Adaptation still occurred, with the response after a 2.5 s series of 10 kHz pulses adapting to 2.4 ± 0.7 spikes/pulse, (Fig. 11bi, fi, N = 5), i.e. 57% of the initial response. The response to 40 kHz stimulation adapted to 1.6 ± 0.6 spikes/pulse (Fig. 11bii, fii, N = 5), i.e. 47% of the initial response.

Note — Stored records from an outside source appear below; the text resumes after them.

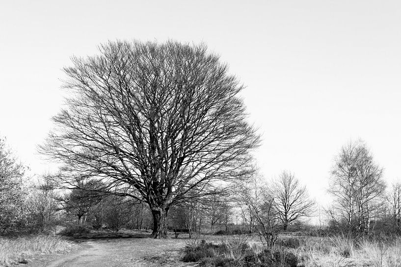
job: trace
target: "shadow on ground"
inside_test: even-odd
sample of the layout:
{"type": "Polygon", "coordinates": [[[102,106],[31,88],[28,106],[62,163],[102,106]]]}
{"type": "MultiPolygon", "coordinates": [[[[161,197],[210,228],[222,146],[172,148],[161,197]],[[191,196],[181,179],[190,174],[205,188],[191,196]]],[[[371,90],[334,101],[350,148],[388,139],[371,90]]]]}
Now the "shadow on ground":
{"type": "Polygon", "coordinates": [[[150,234],[144,233],[127,233],[124,232],[104,232],[91,233],[89,234],[75,234],[72,236],[65,236],[66,239],[71,241],[83,242],[96,240],[107,240],[114,239],[149,238],[150,234]]]}

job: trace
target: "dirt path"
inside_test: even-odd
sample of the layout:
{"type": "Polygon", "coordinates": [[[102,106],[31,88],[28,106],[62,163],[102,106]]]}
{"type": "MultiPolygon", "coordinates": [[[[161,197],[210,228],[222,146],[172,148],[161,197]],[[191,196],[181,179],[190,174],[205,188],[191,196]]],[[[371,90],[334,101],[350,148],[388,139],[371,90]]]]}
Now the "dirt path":
{"type": "Polygon", "coordinates": [[[125,238],[91,240],[83,249],[33,259],[29,267],[193,266],[181,261],[187,240],[125,238]]]}

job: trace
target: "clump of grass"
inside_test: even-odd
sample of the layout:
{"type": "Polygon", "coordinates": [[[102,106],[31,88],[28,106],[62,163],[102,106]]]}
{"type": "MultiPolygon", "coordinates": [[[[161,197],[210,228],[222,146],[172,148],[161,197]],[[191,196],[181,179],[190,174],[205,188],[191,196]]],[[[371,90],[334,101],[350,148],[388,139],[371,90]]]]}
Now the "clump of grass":
{"type": "Polygon", "coordinates": [[[283,240],[282,244],[290,248],[297,248],[301,246],[301,241],[297,238],[290,238],[283,240]]]}
{"type": "Polygon", "coordinates": [[[0,266],[27,264],[38,254],[68,251],[76,245],[60,237],[38,235],[18,238],[0,238],[0,266]]]}
{"type": "Polygon", "coordinates": [[[271,251],[255,244],[250,246],[241,238],[224,240],[219,244],[187,246],[183,260],[204,267],[296,267],[300,263],[297,256],[291,252],[271,251]]]}

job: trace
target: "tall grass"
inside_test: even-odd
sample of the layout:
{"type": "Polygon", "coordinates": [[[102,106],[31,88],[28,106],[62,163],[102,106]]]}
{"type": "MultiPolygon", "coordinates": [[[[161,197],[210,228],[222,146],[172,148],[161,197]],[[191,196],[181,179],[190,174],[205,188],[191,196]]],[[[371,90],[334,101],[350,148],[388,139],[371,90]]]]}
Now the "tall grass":
{"type": "Polygon", "coordinates": [[[401,267],[401,238],[310,238],[297,249],[306,267],[401,267]]]}
{"type": "Polygon", "coordinates": [[[0,266],[27,263],[34,255],[69,251],[77,246],[54,236],[38,235],[18,238],[0,237],[0,266]]]}

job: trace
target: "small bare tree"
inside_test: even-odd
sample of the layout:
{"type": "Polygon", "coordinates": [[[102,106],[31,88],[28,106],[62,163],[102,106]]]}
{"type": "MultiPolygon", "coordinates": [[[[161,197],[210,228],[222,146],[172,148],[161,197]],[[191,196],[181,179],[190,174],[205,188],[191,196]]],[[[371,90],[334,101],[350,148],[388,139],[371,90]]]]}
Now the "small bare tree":
{"type": "Polygon", "coordinates": [[[400,182],[393,184],[387,199],[394,232],[399,235],[401,234],[401,183],[400,182]]]}
{"type": "Polygon", "coordinates": [[[241,217],[248,226],[250,233],[255,231],[256,224],[255,207],[262,201],[266,184],[257,173],[247,175],[237,188],[237,202],[240,209],[241,217]]]}
{"type": "Polygon", "coordinates": [[[382,170],[362,141],[349,142],[336,157],[329,190],[334,205],[329,214],[334,224],[348,236],[374,229],[383,210],[382,170]]]}
{"type": "Polygon", "coordinates": [[[310,216],[314,210],[315,201],[309,197],[306,186],[290,171],[283,171],[273,181],[271,191],[284,230],[292,223],[310,216]]]}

This shows that when contralateral inhibition is removed, there is an over-all increase in ON-1 spike activity, but adaptation still occurs, indicating that ipsilateral mechanisms contribute significantly to adaptation. With the contralateral afferents deactivated, a 10 kHz pulse combined with a series of 40 kHz pulses generated 1.7 ± 0.3 (Fig. 11di, fi, N = 5), which was not significantly different to the response in a series of 10 kHz pulses (p = 0.39, unpaired t-test, N = 5). A 40 kHz pulse over a series of 10 kHz pulses generated 1.3 ± 1.2 spikes (Fig. 11dii, fii, N = 5), also this response was not significantly different to the response with a series of 40 kHz pulses (p = 0.83, unpaired t-test, N = 5). Thus, after removal of the contralateral inhibition frequency-specific adaptation was not evident in ON-1.
Discussion
We combined intracellular recordings and optical imaging to study processing of neural activity in identified auditory interneurons of a bush cricket, after loading the neurons with a calcium sensitive indicator. The large size of the Mecopoda interneurons allow the study of the integration of sensory information across the entire dendritic and axonal arborisations.
Modes of Ca2+ signals
After dye loading, the neurons revealed clear fluorescence responses to acoustic stimuli. The timescales of Ca2+ signals observed are likely to be influenced by the presence of the calcium indicator, which acts as a chelator of Ca2+, slowing down its removal from the cytosol (Helmchen et al. 1997; Sabatini et al. 2002; Augustine et al. 2003). To minimise this effect and to obtain an even distribution throughout the neuron, the dye was used in low concentrations and allowed to spread for 30–60 min. Imaging of fluorescence changes in the dendrites during acoustic stimulation revealed an increase in the fluorescence signal which reached its maximum within 330 ms followed by a long decay over a time of 1–2 s. These changes were like those seen in the cricket auditory pathway when low-affinity indicators were used, to capture the temporal dynamics of the Ca2+ signals more closely (Baden and Hedwig 2007, 2010). This suggests that the indicator effects on the timing and especially the spatial pattern of Ca2+ signals were minor.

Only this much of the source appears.